Dry ingredients:
- 1 and 1/2 cups oat flour
- 1 cup coconut flour
- 1 cup brown sugar
- 1/4 cup arrowroot powder*
- 1 and 1/2 teaspoons xantham gum powder*
- 1 teaspoon baking soda
- 1 teaspoon salt
Wet Ingredients:
- 2 tablespoons vanilla extract
- 3/4 to 1 cup applesauce (no sugar added)
- 3/4 cup melted coconut oil (Melt on stove top over very low heat (in a metal bowl))
Other Ingredients:
One 12-ounce package dairy-free, semisweet chocolate chips
Directions:
- Preheat oven to 325 F.
- Melt coconut oil.
- Mix wet ingredients together in small bowl.

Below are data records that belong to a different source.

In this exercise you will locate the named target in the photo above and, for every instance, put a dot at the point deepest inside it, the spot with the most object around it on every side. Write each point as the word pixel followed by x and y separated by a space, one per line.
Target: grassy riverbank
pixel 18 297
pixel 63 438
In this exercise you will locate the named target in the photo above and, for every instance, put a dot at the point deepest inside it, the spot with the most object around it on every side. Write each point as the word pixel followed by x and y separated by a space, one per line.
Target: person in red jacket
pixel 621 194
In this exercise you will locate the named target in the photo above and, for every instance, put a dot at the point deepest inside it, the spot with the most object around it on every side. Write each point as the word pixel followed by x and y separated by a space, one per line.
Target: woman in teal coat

- Mix dry ingredients together in large bowl.
- Add wet mixture into dry and stir to combine.
- Add chips.
- Rinse hands under water to wet palms and fingertips. Rewet hands as needed, if dough begins to stick to your fingers.

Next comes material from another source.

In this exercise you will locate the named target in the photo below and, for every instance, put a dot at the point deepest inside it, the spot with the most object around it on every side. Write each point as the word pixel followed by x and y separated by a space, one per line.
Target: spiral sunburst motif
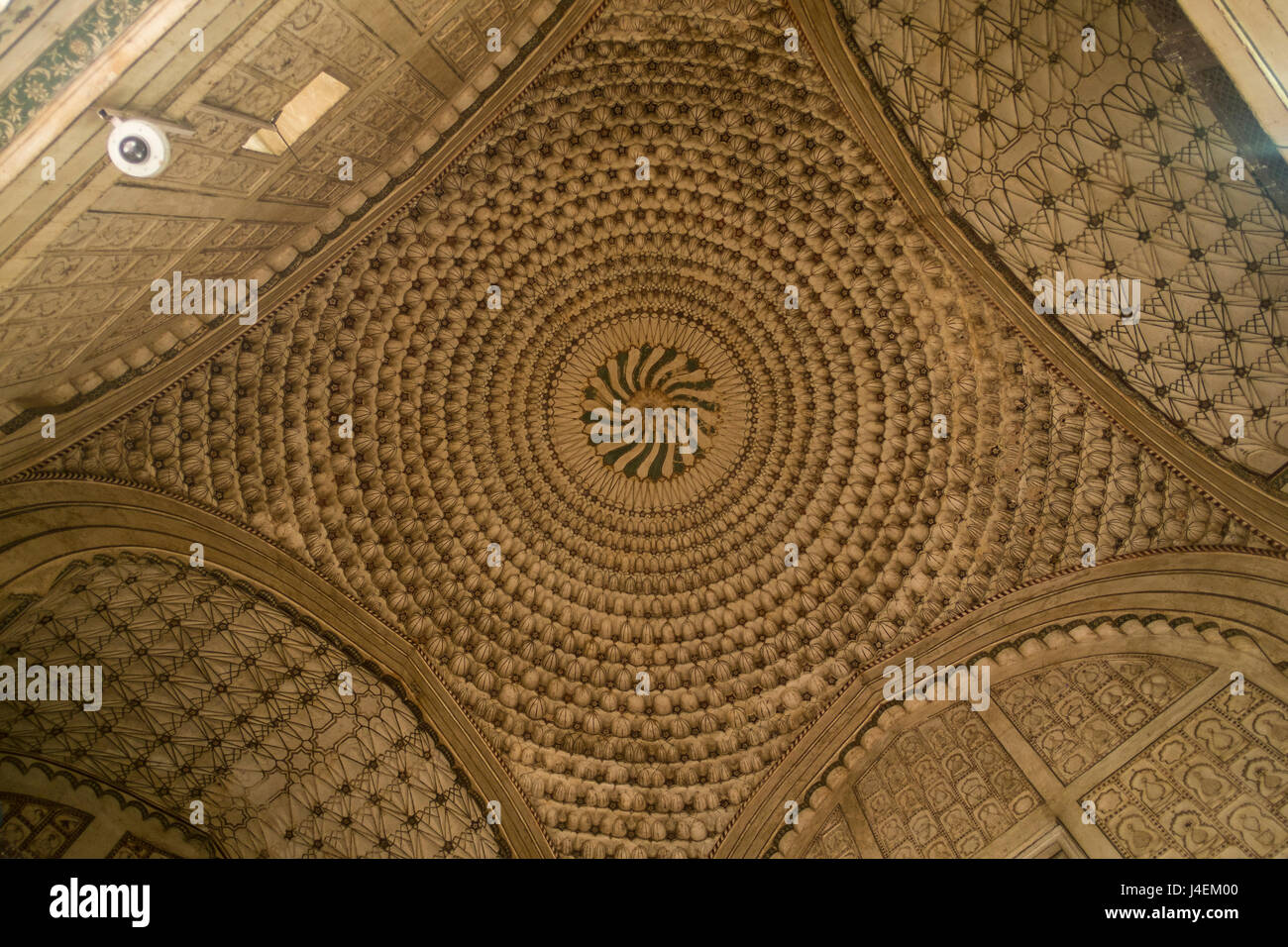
pixel 468 429
pixel 657 377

- Form dough into round, 1 and 1/2 inch cookies on ungreased cookie sheet. Thicker, smaller cookies (form a ball and flatten very slightly with fingers) work best.
- Bake at 325 for 15 minutes.
- Remove from cookie sheet about 1 minute after pulling from oven. Place on plate.
- Let cool and enjoy.
- Store in freezer. These taste even better frozen.
*If you cannot obtain arrowroot powder and xanthum gum, substitute 3 tablespoons corn starch for arrowroot powder and omit xanthum gum; this results in dryer, more cake-like cookies.